K-pop fans are a force for good to be reckoned with.
Korean pop fans have always used their voice for good. In recent years, K-pop fans have stood against the rise of authoritarian empires across the world.
They’ve organized anti-authoritarian strikes in Myanmar, purchased tickets to harmful and divisive political rallies to increase the number of no-shows, and raised $1 million for Black Lives Matter support groups.
K-pop fans stand together as a force to be reckoned with — their passion for their idols (what fans call the members of K-pop groups) is just as strong as their desire to protect marginalized communities, and they won’t back down.
The creation of K-pop itself has a political background. According to Sam Nakahira, a Japanese-American illustrator and cartoonist, the occupation of Korea by U.S. armed forces in the mid-20th century caused a Western influence on Korean music.
Nakahira told NPR that “because of the military presence, a lot of the military men kind of wanted to listen to American and Western songs. So a lot of Korean music artists and bands would perform at military bases,” he said.
“And they would often perform, like, Western kind of pop-influenced songs. So there was kind of like westernization coming in through the music industry,” which continues to influence the lyricism and production of Korean music today. Korean entertainment is rooted in politics and history, which is not lost on its fans.
The roots of K-pop fan activism can be seen as early as 2013, when The Korea Herald reported that fans were initiating their own fundraisers to donate money, rice, trees, and wreaths to different charities. These selfless actions were made in the name of fans’ favorite K-pop idols; but what people were really seeing was a desire to help one another.
And that desire has lasted for almost a decade now — in October of this year, K-pop fans organized an anti-authoritarian campaign in Myanmar through the same social media accounts they use to support their idols.
For example, these digital organizers helped Myanmar citizens access free internet services by creating a Facebook account.
Since free speech in Myanmar is stifled and censored, fans introduced the Free Basics in Myanmar initiative. The initiative allowed citizens whose voices were silenced by their government to share their stories and hear from other fans around the world.
For other governments, fans organized similar campaigns and efforts to help its residents.
Earlier this year, during the reign of the Trump administration, fans purchased thousands of tickets to President Trump’s campaign rally in Tulsa, Oklahoma.
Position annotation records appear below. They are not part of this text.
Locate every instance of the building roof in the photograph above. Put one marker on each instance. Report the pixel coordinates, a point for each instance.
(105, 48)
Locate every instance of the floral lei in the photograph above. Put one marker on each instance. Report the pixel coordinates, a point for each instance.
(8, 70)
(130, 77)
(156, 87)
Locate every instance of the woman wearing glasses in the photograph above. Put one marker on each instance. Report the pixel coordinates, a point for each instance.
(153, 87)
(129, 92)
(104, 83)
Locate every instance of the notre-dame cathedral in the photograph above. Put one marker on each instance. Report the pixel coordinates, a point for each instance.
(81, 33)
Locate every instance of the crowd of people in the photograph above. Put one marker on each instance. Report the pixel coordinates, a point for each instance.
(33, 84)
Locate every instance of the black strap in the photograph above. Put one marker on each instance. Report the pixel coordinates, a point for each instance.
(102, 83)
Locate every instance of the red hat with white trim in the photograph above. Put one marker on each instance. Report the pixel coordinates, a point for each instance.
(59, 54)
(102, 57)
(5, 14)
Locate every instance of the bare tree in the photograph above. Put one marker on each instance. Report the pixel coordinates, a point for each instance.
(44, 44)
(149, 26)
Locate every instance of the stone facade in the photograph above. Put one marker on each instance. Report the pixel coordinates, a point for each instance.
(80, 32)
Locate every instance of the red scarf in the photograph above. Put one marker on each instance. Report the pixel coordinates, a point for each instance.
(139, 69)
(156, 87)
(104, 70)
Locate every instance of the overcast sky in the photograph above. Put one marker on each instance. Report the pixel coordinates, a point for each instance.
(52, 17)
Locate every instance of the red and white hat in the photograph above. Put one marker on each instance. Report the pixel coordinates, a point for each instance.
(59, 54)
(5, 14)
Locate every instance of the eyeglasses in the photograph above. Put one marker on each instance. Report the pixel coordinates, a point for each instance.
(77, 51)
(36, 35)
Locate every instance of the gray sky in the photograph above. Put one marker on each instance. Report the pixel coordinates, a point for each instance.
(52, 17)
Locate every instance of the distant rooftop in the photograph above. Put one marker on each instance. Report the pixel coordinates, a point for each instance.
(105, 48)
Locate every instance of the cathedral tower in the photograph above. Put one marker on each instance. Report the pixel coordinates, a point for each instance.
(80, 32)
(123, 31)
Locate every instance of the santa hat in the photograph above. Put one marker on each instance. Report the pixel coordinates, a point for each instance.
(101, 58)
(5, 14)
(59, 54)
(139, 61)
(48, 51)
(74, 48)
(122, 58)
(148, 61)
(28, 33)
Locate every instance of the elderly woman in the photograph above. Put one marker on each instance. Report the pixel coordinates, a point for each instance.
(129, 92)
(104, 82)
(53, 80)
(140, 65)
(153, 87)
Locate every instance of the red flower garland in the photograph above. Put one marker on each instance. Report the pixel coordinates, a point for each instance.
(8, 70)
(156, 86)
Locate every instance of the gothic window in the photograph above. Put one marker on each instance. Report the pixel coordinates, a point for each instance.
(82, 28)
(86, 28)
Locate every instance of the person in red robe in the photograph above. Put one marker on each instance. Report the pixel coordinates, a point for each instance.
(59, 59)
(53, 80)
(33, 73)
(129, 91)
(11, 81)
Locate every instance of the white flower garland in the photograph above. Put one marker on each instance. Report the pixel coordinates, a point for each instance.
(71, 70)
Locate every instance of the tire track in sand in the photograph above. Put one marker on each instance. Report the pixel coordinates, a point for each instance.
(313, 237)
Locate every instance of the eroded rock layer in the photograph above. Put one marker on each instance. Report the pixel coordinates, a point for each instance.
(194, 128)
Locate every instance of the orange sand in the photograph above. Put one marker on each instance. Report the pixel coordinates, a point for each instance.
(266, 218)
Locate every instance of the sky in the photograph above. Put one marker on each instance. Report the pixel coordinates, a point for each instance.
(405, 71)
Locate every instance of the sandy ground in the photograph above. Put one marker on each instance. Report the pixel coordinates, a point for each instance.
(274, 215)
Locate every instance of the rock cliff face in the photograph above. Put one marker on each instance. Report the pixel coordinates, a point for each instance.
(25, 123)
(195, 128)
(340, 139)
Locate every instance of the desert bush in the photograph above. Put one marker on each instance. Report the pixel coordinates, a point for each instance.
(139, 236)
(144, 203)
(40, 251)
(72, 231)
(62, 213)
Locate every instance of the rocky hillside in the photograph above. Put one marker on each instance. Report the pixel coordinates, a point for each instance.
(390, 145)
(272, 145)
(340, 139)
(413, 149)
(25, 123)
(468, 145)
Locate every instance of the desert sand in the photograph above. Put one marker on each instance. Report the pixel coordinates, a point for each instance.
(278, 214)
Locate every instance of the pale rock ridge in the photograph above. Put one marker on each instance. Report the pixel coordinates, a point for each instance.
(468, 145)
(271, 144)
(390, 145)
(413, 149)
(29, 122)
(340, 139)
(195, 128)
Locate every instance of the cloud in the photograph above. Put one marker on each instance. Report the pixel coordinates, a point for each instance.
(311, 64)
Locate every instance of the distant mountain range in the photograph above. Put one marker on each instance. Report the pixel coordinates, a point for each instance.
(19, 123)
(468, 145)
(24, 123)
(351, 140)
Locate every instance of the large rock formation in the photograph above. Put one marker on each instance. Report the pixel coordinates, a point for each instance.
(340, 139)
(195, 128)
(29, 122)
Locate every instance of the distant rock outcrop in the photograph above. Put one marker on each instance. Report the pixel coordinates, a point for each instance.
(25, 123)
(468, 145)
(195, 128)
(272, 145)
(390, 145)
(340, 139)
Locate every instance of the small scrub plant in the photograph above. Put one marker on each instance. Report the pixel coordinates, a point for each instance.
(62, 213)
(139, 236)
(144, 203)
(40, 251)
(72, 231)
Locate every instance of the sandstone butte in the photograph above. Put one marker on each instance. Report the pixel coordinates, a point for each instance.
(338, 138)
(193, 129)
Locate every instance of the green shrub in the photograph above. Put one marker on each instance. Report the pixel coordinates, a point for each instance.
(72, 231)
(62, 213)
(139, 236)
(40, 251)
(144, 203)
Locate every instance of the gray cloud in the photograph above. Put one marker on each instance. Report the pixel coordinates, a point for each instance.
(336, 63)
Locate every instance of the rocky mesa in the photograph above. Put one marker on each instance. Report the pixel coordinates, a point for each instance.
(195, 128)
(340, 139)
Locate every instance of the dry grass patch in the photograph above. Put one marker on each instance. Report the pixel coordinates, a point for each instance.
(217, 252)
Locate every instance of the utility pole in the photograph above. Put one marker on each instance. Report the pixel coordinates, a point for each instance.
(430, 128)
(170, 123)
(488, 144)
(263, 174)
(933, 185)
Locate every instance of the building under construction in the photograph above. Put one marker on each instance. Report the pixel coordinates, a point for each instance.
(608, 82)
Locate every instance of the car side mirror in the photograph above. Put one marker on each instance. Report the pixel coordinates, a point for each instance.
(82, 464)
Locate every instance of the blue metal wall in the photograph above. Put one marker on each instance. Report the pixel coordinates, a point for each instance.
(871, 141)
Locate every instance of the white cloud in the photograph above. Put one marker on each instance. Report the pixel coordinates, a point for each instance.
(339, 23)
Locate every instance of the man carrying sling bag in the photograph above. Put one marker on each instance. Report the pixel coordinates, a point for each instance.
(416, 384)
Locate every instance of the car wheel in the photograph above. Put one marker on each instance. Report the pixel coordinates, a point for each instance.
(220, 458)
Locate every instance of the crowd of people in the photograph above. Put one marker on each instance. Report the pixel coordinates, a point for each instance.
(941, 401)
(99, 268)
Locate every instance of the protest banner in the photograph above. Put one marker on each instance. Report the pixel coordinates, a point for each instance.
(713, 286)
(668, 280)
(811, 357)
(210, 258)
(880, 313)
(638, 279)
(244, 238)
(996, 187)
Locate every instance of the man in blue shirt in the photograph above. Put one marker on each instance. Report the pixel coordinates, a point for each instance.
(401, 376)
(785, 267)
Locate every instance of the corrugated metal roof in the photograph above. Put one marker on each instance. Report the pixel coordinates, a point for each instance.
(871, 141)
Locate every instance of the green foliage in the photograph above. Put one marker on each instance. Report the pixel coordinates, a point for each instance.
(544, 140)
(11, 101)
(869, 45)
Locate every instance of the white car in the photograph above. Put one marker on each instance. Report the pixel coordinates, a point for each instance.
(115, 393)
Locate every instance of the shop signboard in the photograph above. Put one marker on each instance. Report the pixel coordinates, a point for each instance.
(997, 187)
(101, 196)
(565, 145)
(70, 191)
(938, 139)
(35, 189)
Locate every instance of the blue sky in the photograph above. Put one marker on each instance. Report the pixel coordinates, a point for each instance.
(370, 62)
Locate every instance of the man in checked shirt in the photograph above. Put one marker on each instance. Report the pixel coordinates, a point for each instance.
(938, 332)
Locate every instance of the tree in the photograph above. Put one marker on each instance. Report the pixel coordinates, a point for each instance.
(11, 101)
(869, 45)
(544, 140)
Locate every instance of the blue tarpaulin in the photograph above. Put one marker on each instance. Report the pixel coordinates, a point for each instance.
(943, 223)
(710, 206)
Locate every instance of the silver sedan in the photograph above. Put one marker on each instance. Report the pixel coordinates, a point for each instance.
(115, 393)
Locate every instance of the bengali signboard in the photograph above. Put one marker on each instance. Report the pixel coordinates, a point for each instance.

The intention behind the idea was to purchase tickets without showing up, leaving speakers with an empty arena. According to The New York Times, the venue, which seats 19,000 people, only had 6,200 attendees that night.
The efforts of K-pop fans have not gone unnoticed by politicians, either. In a quote tweet by Congresswoman Alexandria Ocasio-Cortez, she told off Trump administration advisor Brad Parscale, who shamed fans for their efforts.
“Actually you just got ROCKED by teens on TikTok who flooded the Trump campaign w/ fake ticket reservations & tricked you into believing a million people wanted your white supremacist open mic enough to pack an arena during COVID,” she wrote.
In 2020, K-pop fans in Peru used their networks and platforms to support protesters and push back against propaganda.
K-pop fans’ biggest effort, however, was made in June 2020. Following the murder of George Floyd and its subsequent discourse on police brutality, systematic racism, and the value of Black lives, fans donated and raised $1 million alongside K-pop group BTS.
The money fundraised by these fans, also known as ARMY, was then split evenly between a variety of organizations supporting and advocating for Black lives.
In a statement from the collection of K-Pop fans who fundraised for Black Lives Matter organizations, they explained to BTS fans that they “encourage ARMY to continue educating themselves on the history of anti-black racism in the United States as well as anti-black racism that occurs in your own country.”
A few days earlier, BTS released their own statement which translated to “We stand against racial discrimination. We condemn violence. You, I and we all have the right to be respected. We will stand together. #BlackLivesMatter.”
K-pop fans continue existing as a force of good — and it looks like their passion for caring for their community, as well as their favorite idols and groups, isn’t going anywhere.